Division of Bioinformatics and Biostatistics, National Center for Toxicological Research, United States Food and Drug Administration, 3900 NCTR Road, Jefferson, Arkansas 72079 United States.
Chem Res Toxicol. 2023 Aug 21;36(8):1290-1299. doi: 10.1021/acs.chemrestox.3c00028. Epub 2023 Jul 24.
The US Food and Drug Administration (FDA) regulatory process often involves several reviewers who focus on sets of information related to their respective areas of review. Accordingly, manufacturers that provide submission packages to regulatory agencies are instructed to organize the contents using a structure that enables the information to be easily allocated, retrieved, and reviewed. However, this practice is not always followed correctly; as such, some documents are not well structured, with similar information spreading across different sections, hindering the efficient access and review of all of the relevant data as a whole. To improve this common situation, we evaluated an artificial intelligence (AI)-based natural language processing (NLP) methodology, called Bidirectional Encoder Representations from Transformers (BERT), to automatically classify free-text information into standardized sections, supporting a holistic review of drug safety and efficacy. Specifically, FDA labeling documents were used in this study as a proof of concept, where the labeling section structure defined by the Physician Label Rule (PLR) was used to classify labels in the development of the model. The model was subsequently evaluated on texts from both well-structured labeling documents (i.e., PLR-based labeling) and less- or differently structured documents (i.e., non-PLR and Summary of Product Characteristic [SmPC] labeling.) In the training process, the model yielded 96% and 88% accuracy for binary and multiclass tasks, respectively. The testing accuracies observed for the PLR, non-PLR, and SmPC testing data sets for the binary model were 95%, 88%, and 88%, and for the multiclass model were 82%, 73%, and 68%, respectively. Our study demonstrated that automatically classifying free texts into standardized sections with AI language models could be an advanced regulatory science approach for supporting the review process by effectively processing unformatted documents.

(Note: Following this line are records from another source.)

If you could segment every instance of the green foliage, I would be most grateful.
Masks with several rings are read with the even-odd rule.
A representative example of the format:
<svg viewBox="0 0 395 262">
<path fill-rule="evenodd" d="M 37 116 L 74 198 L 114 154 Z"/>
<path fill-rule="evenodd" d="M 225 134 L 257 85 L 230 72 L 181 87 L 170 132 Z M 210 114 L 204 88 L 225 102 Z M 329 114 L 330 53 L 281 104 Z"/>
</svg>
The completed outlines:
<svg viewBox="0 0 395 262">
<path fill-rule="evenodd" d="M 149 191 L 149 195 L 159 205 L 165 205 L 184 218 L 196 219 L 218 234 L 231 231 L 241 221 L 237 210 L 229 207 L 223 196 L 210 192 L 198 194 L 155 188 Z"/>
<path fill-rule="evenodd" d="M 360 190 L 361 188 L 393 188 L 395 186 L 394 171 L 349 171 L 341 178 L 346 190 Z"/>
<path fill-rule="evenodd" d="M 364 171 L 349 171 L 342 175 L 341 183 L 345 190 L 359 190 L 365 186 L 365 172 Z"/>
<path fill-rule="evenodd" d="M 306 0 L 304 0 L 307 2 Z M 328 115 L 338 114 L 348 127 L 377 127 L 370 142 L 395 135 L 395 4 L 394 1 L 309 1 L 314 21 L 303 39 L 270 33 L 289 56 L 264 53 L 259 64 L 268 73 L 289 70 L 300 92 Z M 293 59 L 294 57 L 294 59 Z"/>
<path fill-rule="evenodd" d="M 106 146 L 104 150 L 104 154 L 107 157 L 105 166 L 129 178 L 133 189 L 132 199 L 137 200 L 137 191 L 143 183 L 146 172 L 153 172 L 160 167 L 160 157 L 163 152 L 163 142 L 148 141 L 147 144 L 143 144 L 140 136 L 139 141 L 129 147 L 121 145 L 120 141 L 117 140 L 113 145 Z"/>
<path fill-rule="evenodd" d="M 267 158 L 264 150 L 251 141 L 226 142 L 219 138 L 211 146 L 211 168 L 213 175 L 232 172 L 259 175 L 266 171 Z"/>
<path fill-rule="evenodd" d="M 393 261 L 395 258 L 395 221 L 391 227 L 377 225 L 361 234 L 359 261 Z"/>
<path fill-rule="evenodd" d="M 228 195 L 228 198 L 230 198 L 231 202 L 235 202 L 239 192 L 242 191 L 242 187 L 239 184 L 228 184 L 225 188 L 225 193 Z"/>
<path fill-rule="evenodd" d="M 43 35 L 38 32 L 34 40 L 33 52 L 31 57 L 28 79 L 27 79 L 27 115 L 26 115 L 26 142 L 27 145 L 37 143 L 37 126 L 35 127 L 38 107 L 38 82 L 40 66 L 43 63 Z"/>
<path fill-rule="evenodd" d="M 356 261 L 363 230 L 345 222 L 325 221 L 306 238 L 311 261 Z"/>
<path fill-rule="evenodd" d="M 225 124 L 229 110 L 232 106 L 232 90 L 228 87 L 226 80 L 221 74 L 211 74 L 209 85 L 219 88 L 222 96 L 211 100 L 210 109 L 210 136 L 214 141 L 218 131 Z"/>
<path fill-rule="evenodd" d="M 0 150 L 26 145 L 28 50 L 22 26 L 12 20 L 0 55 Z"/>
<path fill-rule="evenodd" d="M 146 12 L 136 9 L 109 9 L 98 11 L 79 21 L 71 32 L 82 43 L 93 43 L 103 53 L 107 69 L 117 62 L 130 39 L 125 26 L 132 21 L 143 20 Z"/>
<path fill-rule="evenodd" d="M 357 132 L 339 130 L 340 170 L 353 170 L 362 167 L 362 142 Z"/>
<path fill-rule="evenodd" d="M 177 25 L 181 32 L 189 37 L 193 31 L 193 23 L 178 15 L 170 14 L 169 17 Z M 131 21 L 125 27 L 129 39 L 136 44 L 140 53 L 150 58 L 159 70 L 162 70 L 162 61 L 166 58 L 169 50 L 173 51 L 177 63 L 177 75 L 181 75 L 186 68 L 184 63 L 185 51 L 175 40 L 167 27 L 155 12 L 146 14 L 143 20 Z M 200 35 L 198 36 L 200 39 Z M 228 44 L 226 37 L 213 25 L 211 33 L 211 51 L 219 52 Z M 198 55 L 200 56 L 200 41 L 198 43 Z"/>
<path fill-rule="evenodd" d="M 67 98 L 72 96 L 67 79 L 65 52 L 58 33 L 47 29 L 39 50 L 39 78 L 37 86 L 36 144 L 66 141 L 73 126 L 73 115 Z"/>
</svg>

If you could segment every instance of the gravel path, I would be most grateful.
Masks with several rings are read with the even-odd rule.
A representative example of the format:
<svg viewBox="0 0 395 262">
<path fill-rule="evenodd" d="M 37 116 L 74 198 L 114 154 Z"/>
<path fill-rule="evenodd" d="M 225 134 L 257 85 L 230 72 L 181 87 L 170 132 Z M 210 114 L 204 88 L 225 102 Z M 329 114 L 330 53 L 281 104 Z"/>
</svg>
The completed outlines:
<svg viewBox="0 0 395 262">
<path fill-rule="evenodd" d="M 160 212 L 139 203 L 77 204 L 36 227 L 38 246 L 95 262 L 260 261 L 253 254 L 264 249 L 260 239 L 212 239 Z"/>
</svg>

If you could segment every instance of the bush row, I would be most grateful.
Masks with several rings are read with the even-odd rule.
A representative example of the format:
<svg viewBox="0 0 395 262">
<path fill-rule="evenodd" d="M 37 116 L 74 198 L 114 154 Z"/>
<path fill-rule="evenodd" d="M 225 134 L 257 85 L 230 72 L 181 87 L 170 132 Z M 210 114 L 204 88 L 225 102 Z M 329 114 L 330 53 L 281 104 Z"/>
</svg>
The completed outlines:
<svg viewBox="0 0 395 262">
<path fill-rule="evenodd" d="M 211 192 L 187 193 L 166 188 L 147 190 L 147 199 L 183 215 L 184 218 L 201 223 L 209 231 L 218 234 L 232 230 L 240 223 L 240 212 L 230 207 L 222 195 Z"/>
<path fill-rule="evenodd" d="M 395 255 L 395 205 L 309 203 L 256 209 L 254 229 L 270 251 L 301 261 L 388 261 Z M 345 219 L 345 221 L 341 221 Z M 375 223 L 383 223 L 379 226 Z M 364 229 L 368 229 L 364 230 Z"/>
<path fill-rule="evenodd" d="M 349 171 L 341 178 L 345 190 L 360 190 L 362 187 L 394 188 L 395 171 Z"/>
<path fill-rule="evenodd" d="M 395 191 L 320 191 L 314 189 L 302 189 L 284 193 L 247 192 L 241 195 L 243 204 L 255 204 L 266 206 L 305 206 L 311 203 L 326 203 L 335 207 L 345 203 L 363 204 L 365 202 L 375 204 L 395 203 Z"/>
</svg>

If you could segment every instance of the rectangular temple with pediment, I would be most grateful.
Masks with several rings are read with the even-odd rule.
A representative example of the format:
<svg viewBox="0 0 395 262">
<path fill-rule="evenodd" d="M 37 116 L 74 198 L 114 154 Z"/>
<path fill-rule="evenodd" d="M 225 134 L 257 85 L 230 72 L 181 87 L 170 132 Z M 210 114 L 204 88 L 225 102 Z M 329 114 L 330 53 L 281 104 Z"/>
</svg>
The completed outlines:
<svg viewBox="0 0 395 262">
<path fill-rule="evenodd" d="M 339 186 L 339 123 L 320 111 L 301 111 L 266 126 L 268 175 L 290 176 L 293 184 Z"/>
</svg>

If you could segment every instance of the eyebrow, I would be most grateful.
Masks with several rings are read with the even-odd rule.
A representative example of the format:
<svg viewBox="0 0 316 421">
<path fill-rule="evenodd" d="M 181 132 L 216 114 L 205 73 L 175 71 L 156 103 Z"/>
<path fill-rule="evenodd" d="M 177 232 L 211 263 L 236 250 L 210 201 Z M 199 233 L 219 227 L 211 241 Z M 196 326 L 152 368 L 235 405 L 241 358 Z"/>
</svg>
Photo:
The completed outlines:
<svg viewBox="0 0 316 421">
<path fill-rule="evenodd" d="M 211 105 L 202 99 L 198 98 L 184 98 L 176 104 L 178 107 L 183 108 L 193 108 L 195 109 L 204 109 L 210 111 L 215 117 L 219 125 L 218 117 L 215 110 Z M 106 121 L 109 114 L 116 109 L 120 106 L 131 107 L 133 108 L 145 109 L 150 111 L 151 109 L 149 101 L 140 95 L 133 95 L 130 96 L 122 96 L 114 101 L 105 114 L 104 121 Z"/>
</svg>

美国食品和药物管理局 (FDA) 的监管程序通常涉及几位审查员,他们专注于与其各自审查领域相关的信息集。因此,向监管机构提供提交包的制造商被指示使用一种能够轻松分配、检索和审查信息的结构来组织内容。然而,这种做法并不总是正确遵循的;因此,一些文件结构不合理,相似的信息分散在不同的部分,阻碍了整体有效地获取和审查所有相关数据。为了改善这种常见情况,我们评估了一种基于人工智能 (AI) 的自然语言处理 (NLP) 方法,称为来自转换器的双向编码器表示 (BERT),以自动将自由文本信息分类为标准化部分,支持对药物安全性和疗效进行全面审查。具体来说,本研究使用了 FDA 标签文件作为概念验证,其中使用由医师标签规则 (PLR) 定义的标签部分结构对模型开发中的标签进行分类。随后,该模型在结构良好的标签文件(即基于 PLR 的标签)和结构较差或不同的文件(即非 PLR 和产品特性摘要 [SmPC] 标签)的文本上进行了评估。在训练过程中,该模型在二进制和多类任务中分别产生了 96%和 88%的准确率。对于二进制模型,观察到的 PLR、非-PLR 和 SmPC 测试数据集的测试准确率分别为 95%、88%和 88%,对于多类模型分别为 82%、73%和 68%。我们的研究表明,使用 AI 语言模型将自由文本自动分类为标准化部分可能是一种先进的监管科学方法,可通过有效处理非格式化文件来支持审查过程。